Life of the Medieval Saints was completed in the year 1947. Since then, the work has firmly stood for all those who have faith in the plurality of our religious tradition. Away from the mythic and militant narrations of his time, Benodebehari’s vision aims to recognize the value of religion in absolute day to day practices. It captures this everyday life of faith and belief in all its variety and entirety, that too without getting messy or quarrelsome. How is it possible, when we ourselves have failed to do so in reality? The question, I believe, should take us to the structural aspects of this creation. Done in the fresco buono technique, the mural was divided into smaller sections, which were completed one after another as the artist journeyed along the space.

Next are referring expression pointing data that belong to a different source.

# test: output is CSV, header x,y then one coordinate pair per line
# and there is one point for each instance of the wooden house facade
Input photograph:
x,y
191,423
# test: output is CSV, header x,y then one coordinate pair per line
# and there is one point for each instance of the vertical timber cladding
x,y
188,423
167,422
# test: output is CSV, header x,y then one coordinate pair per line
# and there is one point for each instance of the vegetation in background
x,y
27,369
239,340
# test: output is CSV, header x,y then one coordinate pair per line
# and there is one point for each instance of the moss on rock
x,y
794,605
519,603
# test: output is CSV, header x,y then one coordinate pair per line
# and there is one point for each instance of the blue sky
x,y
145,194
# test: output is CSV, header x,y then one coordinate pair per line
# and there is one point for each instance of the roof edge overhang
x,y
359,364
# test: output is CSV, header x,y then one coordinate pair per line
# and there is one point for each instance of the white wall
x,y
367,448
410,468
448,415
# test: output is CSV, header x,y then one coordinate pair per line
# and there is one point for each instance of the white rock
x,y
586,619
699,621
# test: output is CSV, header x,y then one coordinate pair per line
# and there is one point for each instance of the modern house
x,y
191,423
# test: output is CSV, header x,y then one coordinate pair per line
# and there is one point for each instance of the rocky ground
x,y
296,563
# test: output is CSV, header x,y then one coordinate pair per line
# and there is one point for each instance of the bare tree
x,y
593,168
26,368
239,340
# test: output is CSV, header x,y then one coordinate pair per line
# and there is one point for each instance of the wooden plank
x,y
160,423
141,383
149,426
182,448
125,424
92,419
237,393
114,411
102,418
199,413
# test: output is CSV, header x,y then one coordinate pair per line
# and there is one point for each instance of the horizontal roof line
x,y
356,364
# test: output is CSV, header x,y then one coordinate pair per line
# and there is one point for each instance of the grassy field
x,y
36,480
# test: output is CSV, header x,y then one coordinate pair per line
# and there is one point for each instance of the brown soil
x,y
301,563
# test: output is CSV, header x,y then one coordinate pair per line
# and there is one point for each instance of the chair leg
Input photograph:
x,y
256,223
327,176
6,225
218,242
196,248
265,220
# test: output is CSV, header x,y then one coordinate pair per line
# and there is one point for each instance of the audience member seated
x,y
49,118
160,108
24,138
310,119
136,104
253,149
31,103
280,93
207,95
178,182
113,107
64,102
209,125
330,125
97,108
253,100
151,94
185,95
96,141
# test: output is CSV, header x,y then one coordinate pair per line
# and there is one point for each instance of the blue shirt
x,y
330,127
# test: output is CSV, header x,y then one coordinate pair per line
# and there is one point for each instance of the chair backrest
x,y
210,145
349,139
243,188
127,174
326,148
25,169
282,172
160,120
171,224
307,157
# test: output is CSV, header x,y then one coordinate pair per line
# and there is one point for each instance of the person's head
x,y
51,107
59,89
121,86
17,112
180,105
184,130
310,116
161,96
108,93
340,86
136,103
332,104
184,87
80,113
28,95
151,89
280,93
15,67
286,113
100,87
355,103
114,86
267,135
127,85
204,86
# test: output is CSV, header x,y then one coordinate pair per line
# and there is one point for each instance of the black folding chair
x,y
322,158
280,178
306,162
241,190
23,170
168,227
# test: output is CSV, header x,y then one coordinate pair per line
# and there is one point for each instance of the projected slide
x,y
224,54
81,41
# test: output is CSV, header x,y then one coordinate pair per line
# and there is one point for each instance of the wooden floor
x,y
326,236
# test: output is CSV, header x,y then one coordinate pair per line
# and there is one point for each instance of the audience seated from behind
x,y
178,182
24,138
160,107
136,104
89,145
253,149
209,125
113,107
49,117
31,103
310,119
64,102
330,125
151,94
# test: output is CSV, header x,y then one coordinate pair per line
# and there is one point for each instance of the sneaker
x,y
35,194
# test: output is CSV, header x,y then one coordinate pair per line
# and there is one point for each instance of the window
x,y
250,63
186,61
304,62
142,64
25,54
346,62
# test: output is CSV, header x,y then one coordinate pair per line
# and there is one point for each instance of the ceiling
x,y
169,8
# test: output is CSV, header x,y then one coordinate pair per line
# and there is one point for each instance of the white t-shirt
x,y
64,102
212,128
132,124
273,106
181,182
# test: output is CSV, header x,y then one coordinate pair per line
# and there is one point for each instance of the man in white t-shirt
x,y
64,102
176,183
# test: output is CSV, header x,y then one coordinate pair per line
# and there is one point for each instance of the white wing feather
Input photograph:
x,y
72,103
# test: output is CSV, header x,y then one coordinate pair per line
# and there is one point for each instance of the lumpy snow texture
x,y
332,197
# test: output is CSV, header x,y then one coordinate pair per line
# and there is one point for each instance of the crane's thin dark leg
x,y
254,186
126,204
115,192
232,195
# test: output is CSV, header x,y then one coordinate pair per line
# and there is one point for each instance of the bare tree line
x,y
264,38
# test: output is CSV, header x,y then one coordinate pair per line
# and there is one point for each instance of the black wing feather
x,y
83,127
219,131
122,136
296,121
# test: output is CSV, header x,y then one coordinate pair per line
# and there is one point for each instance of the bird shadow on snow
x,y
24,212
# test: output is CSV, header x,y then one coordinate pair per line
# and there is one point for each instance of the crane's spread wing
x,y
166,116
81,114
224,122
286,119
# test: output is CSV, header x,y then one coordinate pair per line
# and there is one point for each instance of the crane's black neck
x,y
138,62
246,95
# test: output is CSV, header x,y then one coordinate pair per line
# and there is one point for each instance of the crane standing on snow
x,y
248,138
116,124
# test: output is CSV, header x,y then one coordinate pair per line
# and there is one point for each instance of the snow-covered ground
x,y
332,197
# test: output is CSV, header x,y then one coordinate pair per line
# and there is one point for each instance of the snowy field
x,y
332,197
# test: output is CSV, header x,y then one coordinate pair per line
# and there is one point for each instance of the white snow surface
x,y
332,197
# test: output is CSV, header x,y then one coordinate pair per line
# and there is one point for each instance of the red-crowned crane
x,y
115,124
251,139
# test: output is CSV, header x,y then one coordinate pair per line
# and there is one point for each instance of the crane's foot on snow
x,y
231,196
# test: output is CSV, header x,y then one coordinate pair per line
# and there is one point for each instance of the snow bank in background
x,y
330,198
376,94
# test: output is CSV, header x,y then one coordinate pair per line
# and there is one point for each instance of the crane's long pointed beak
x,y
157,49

Benodebehari did not use any cartoons, so there was no question of a schema or a blueprint. He, much like the calligraphers of the Far East, relied on the logic of a unit or a component that would stand as a binder in his overall design. In calligraphy, as well as in handwriting, beautiful little marks, a slight slant or the measured thickness of a stroke does the trick of holding the design together. Here, it seems Benodebehari trusted the outline. The outline moves like a river here, shaping figures, connecting groups, producing gestural communications and above all, resisting anything that stands or falls apart. Interestingly, a closer look may tell us, how this vision of unity also implies a chosen blindness; but before going to the invisibilities, it is essential to recognize the visible, the discourse of faith that is so brilliantly articulated here.